Nos últimos 10 anos, o número de AVCs (Acidente Vascular Cerebral) na região tem vindo a diminuir.
Hoje, que se assinala o Dia Nacional do Doente com AVC, Jorge Poço, diretor do serviço em Macedo de Cavaleiros, revela algumas estatísticas.
“Há cerca de 10 anos os números eram significativamente superiores aos de agora, cerca de 15 a 20% superiores.
Este último ano, o número parece ter reduzido ligeiramente, mas não é suficiente para dizer que estamos a inverter o rumo dos acontecimentos. Para, sim, que tem há uma diminuição, mas também temos de ter em atenção que a população do distrito nos últimos 10 anos, segundo os censos, baixou em cerca de 12 mil habitantes. Portanto, havendo menos gente, a tendência é para que haja menos doenças.
Por isso, em relação ao último ano, ainda não é possível dizer que há uma diminuição. Em relação aos últimos 10 anos, sim, está consolidado”
Neste dia, relembrar que o AVC continua a ser a principal causa de morte em Portugal. Só 50% das pessoas que sofrem um AVC conseguem recuperar.
“Dentro do AVC, há uns que são mais graves e outros menos graves. Pondo tudo num saco, o que nós podemos saber é que ao fim de um ano quem teve um AVC há uma possibilidade de cerca de 20 a 30% de ter falecido, e percentagem igual de que esteja dependente de terceiros. Revela isto que cerca de 50% dos doentes ficam severamente afetados ou falecem. Só cerca de 50% é que ficam independentes para fazer a sua vida”
A Unidade Local de Saúde promoveu esta quinta-feira vários rastreios aos fatores de risco, como a hipertensão arterial, colesterol e diabetes, e promoveu ainda a prática de exercício físico.
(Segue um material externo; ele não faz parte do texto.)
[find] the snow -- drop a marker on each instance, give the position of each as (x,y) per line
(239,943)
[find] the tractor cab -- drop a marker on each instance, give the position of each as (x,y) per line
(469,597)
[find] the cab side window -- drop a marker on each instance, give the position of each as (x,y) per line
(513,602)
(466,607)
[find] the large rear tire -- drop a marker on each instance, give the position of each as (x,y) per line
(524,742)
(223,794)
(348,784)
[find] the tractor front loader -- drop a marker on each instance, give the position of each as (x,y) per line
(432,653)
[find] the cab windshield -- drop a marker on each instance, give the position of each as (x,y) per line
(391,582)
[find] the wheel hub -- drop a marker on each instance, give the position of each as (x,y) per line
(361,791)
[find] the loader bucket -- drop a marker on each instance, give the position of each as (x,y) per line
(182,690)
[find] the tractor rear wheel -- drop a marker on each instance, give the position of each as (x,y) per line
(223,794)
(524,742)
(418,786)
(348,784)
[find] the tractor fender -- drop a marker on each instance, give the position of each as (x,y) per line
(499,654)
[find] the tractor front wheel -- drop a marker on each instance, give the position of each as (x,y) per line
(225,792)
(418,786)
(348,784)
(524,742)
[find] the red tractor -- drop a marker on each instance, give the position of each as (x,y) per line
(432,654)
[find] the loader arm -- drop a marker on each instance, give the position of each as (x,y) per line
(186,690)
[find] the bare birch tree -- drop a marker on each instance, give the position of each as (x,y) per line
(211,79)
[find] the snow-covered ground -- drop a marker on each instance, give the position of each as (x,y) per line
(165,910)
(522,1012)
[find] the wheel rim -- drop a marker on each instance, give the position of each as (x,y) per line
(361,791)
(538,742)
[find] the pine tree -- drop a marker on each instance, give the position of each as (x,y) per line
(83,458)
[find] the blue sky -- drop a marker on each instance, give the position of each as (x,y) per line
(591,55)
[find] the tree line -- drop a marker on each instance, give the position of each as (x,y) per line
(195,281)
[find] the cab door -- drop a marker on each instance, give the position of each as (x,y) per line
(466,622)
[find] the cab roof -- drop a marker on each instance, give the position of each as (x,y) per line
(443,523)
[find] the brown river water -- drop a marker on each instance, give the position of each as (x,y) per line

A falta de cuidado na alimentação e o sedentarismo são admitidos por muitos daqueles que foram testar a saúde.
“Medi a tensão e a glicemia. Costumo ter cuidado às vezes com o que como. Umas vezes mais, outras menos. A gente não tem cuidado verdadeiramente com a saúde.”
“O colesterol está um pouco alto, as tensões estão mais ou menos, e o peso está um pouco elevado. Não costumo fazer muito exercício, mas, daqui para a frente, tenho de começar a fazer.”
“De vez em quando abuso um bocadinho. Estamos numa zona onde de come bem, e abusamos em comidas que não são muito indicadas. Ainda vou pensar se, a partir de agora, vou começar a ter mais atenção.”
Segundo dados revelados pela ULS Nordeste, os casos de AVC nas unidades de Macedo e Mirandela têm vindo a diminuir nos últimos 4 anos. Em 2012 foram diagnosticados 403, ao passo que em 2015 os números caíram para 338. Uma redução de 16,13%. Também a percentagem de reinternamento em 30 dias baixou de 11,5% em 2013 para 7,3% em 2015. Menos mortes registadas de igual modo. Em 2013, 9,4% das pessoas que sofreram um AVC morreram. Já no ano passado a percentagem ficou nos 7,1%.